As an example, Clara goes on to explain to Taisha some of her own history:

“I too had a problem very much like yours…I was always aware of being a friendless, fat, miserable girl, but through recapitulating I found out that my mother had deliberately fattened me up since the day I was born. She reasoned that a fat, homely girl would never leave home, and she wanted me there as her servant for life.”

“I went to my teacher, who was definitely the greatest teacher one can ever have, for advice about this problem,” she went on. “And he said to me, ‘Clara, I feel for you, but you are wasting your time because then was then: now is now. And now there is only time for freedom.”

It may sound too easy and too simplistic to just accept and move on and indeed that is not what Clara is asking of Taisha. She is asking her to confront her bitter truths by recapitulating their sources, by reducing herself to her child self again in order to relive the moments of greatest pain, when intents were set that controlled and inhibited her from fully expressing herself and exploring her fuller potential. If we remain bound by ideas placed on us as children we might never grow up, mature into responsible adults, or evolve into acceptance of our greater potential both as human beings and as energy beings capable of far more than meets the eye in our everyday reality.

When Clara tells Taisha that “You have only time to fight for freedom, Taisha…Now is now,” she is asking her to investigate the possibility that it might just be okay to reinvent herself at each confrontation with the truths and the untruths of old, by staying in the present, knowing that there is no time to waste.

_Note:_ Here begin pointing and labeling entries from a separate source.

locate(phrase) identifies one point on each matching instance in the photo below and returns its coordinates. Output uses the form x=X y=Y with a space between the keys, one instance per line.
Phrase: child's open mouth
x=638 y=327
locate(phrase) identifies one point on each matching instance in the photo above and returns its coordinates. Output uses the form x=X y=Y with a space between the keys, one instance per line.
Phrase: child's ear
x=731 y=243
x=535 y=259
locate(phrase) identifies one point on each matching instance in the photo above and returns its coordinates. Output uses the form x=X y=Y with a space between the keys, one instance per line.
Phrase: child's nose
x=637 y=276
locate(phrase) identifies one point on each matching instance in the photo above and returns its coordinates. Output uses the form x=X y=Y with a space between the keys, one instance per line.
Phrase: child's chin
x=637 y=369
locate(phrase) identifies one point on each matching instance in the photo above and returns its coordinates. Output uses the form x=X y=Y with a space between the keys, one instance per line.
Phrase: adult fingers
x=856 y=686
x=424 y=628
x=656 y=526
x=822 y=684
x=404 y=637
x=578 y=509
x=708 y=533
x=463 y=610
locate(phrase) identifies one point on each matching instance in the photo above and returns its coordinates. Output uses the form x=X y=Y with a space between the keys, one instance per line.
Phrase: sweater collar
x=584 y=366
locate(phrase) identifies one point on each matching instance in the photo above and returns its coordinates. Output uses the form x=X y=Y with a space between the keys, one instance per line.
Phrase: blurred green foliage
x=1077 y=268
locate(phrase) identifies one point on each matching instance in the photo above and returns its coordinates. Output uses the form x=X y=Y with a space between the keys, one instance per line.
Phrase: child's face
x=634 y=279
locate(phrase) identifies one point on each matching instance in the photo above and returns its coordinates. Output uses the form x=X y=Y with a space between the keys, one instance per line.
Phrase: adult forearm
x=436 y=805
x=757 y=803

Life will not wait for us. It greets us every moment of every day, yet we must consciously, and with awareness, greet it in return, tackling what it presents us with, decisively and with impunity, intent upon learning what our own truths might be, not what someone else has decided for us. From the perspective of now, we are offered daily opportunities to dig for our deepest underlying truths. If we can hold onto our awareness of being independent beings, with our deeper knowing of what it means to be human held in highest regard—that we are energy beings at our core, that our lives here are meant for evolutionary purposes—we can allow ourselves to embrace the fact that it is always our choice to break out of the webbing placed over us a long time ago, and repeatedly placed over us as we live out our lives.

When we recapitulate we must pose many challenges to ourselves, along with those placed on us daily by life itself. We must dare to break our old allegiances, our old pacts, and question every thought, idea, and belief that arises. We must challenge ourselves to change every tiny detail about ourselves if that is what will lead us on to becoming our true selves.

We must ask ourselves many questions as we recapitulate. Are we ready to discover and embrace our truths and become someone new, someone unrecognizable to those who once knew us in the past? Do we dare go beyond the old beliefs that have held us captive? What will happen if we sing and dance when we were once told we could not? What happens if we tell ourselves that we are beautiful, not fat and friendless, as Clara did? What happens when we admit to ourselves that our family did not love us, as Taisha did? Well, nothing happens except an enormous sense of freedom!

Now is now, and I choose to live now. I hope you do too! It’s really the only place to be: living in the moment. I have found the only means of getting here, to this moment, is by taking a personal inner journey of recapitulation.

Sending love as you take your journeys, embraced with intent for good recapitulations to freedom,
Jan

Excerpts from The Sorcerer’s Apprentice are from pages 117-118.